Below are some scattered thoughts about AI, which I hope to update over time.
P.S. If you like models, building on RISK-V/FPGAs, and writing in C, and want to work on local inference, I'm hiring! lama@nuha.com
Last updated: 1Â week, 4Â days ago
- I largely think that LLM-based B2B AI tools are too early to show any real success/takeoff, and consumer AI products are the most likely to find early success. That being said, it does not mean that you shouldn't attempt to build a B2B AI tool right now, because there's value in setting up proprietary data sourcing and collection. However, the fruits of that labor are likely going to take longer.
- I've used a number of the AI coding tools, and while they're certainly impressive for simple things N, they can't really produce valuable code for N+1 level of difficulty, even with a very detailed report on how to solve the problem. I've talked to a number of software engineers, and they've come to the same conclusion.
- It's interesting to me that, while everyone agrees that data cleaning is the most important part, nobody actually seems to be investing in it? RLHF is like a bandaid more than anything.
- Edit: I'm coming back to this point after some time, and I think too much RLHF neuters the model responses in a bad way.
- Chat interfaces are a really boring UI, and prompts are a subpar UX. Why do users have to constantly find new ways to beg, cry, and threaten a computer to get the answers they want?
- I do, however, believe that language models wouldn't have received nearly as much attention as quickly without the chat UI. It was (at the time) a really important design choice/innovation that showed what language models could do and what they were capable of in a really simple way, so much so that I knew 10-year-olds using ChatGPT in January 2023! The chat UI is still useful for some purposes, but I don't think it should be the end-all be-all for all interactions with language models.
- I think search engines' decline is going to be far slower than what people imagine. I still find it sometimes easier to just search for an answer to query than wait for an LLM to generate a response for me.
- Building auxiliary devices and marketing them as a replacement for existing XYZ device is as good as lighting money on fire, and proves that a company doesn't understand their customers (especially if they're selling to the consumer market).
- The barrier to entry (ie, training costs) will drop faster than you can blink. You can already train Llama2-7B-level models for $100k.
- We are in the late 1960s/early 1970s wave of personal computing as it relates to AI hardware. Everyone is over-investing in current boom-and-bust paradigms akin to the "mainframes will take over floors of every building!" mania from the 1970s, but that's all going to go to zero. Models today are very power-hungry, but nobody is pricing in the fact that models will have improved architectures that allow them to be less power-hungry over time and run on smaller hardware. (Even if investors are telling you they are, they actually aren't.) Anyone investing a huge amount of money into GPU data centers might as well be flushing it down the toilet.
- In most cases, relying on synthetic data for training is garbage because the underlying model is trained on garbage data. I'm bearish on generating synthetic data for training out of models trained on reddit-speak.
- Anyone serious about building a consumer AI companion product has to build out their own hardware infrastructure/distribution.

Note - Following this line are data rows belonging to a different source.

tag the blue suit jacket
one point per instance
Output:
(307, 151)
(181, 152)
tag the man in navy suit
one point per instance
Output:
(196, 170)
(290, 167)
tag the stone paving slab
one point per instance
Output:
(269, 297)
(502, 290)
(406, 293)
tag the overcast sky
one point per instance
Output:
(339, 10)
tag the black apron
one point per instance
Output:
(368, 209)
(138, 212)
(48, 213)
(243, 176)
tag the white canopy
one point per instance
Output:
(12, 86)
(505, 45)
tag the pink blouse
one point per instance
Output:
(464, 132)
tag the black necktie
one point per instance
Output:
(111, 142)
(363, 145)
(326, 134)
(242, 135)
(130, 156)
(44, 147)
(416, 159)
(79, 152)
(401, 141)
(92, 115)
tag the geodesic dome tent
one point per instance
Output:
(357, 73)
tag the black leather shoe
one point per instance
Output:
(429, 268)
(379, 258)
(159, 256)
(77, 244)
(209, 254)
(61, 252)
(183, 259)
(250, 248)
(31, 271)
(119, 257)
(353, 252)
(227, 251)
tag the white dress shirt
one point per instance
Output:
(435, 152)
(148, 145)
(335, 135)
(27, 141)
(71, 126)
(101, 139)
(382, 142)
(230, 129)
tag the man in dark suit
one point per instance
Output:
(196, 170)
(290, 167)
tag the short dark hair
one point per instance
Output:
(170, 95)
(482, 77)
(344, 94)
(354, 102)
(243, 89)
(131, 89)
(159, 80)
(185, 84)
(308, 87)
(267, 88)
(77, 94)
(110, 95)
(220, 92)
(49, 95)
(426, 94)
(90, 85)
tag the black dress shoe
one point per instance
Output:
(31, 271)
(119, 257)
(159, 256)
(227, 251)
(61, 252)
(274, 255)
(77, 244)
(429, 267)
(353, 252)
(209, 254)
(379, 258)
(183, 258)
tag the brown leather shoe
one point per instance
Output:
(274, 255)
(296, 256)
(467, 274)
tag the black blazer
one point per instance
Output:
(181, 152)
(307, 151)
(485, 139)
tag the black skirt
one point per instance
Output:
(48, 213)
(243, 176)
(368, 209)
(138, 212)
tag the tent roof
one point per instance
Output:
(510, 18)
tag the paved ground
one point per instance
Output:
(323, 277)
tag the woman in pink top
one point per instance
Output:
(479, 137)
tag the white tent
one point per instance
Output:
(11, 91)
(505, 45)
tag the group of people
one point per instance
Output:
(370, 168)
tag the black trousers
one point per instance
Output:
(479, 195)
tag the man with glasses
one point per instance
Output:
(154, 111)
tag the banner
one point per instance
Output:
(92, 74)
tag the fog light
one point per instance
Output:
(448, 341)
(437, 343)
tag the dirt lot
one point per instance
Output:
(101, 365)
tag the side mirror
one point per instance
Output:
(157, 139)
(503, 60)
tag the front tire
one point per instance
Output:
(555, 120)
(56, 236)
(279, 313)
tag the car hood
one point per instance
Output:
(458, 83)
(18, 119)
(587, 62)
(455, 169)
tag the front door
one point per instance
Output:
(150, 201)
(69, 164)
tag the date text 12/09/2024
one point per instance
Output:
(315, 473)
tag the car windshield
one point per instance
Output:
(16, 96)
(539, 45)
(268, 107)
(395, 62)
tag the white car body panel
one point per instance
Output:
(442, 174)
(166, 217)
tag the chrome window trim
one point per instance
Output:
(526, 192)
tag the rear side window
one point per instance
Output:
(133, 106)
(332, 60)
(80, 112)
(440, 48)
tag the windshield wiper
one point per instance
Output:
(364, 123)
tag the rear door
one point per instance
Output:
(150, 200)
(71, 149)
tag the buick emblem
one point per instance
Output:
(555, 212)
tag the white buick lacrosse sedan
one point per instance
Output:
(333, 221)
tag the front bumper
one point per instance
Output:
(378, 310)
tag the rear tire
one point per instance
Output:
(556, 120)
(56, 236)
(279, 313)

- The hard part about building a consumer AI hardware company is not the hardware, nor the distribution, nor the scaling, much to many investors' confusion. It's in building a product that resonates with consumers. Investors do not understand this point, and due to lack of hardware experience, are focused on the wrong problems. This is what's going to cause many of them to be wiped out/miss out on the next wave of breakout AI/hardware companies. The criteria by which you should be judging companies is NOT a supply chain bet, but a PRODUCT bet.
- The current wave of humanoid robotics startups are all going to fail because they lack data collection infrastructure/hardware distribution needed to train their robots to do useful tasks. These startups will start with 1-2 small trial contracts from companies that are willing to give them a chance, but that effort/scale is not at the level that is needed to actually build a useful industrial product, which is sad because some of the most talented roboticists in the world are working on these products.